Open thatsk opened 5 years ago
not sure what is wrong. @timdaman
any help will be appreciated. i am running python3 inside docker container and container will be treated as binary to get the health check
Hi @thatsk
The common cause for the error message "NRPE: Unable to read output" is a wrong plugin path in your nrpe.cfg but it could also be a interpreter issue.
I for example had to change the shebang line at the very top of the plugin from
#!/usr/bin/env python3
to
#!/usr/bin/python3.6
for the plugin to work.
You could also run ls -lah /usr/bin/* | grep python
to see what binary versions of python are installed and amend the shebang in the check_docker file.
Have a look at this KB entry from nagios: https://support.nagios.com/kb/article/nrpe-nrpe-unable-to-read-output-620.html
Sorry, I was busy with....life. @HigH-HawK, thanks for the observation. That sound plausible.
Looking at the command output above I assume the one below is the NRPE command installed on the host being monitored.

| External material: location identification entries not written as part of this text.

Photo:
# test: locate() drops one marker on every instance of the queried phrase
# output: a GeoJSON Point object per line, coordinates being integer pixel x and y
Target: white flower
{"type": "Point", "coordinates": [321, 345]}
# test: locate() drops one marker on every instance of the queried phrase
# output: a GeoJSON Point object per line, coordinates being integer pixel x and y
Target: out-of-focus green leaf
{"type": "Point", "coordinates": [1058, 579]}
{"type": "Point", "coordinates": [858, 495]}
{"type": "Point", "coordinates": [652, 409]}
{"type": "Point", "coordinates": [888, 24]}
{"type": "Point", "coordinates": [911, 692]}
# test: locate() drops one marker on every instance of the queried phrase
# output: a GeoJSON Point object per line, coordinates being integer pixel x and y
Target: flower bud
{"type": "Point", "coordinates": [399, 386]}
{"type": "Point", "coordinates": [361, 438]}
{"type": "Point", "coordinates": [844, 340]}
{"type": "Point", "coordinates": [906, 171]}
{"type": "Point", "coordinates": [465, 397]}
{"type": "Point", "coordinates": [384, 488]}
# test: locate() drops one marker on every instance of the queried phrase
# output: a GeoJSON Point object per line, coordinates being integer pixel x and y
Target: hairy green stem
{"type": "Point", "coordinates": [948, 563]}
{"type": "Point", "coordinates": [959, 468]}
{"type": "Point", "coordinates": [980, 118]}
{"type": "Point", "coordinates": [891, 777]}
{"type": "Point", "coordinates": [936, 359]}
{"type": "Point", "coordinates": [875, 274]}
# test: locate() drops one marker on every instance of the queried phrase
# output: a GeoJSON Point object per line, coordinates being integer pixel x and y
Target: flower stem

clientnode:#command[check_docker]=sudo
docker run --rm -v /var/run/docker.sock:/var/run checkdocker --cpu $ARG1$:$ARG2$`
I am guessing you installed check_docker in a image called checkdocker
and that you set the entrypoint to check_docker
.
I recommend try to manually run you docker image with no arguments and confirm it works, sudo docker run --rm -v /var/run/docker.sock:/var/run checkdocker
. If you get the help text then I think likely you are looking at a configuration issue in NRPE. If you get some other output (or none at all) then I would look at your entrypoint and confirm it looks good.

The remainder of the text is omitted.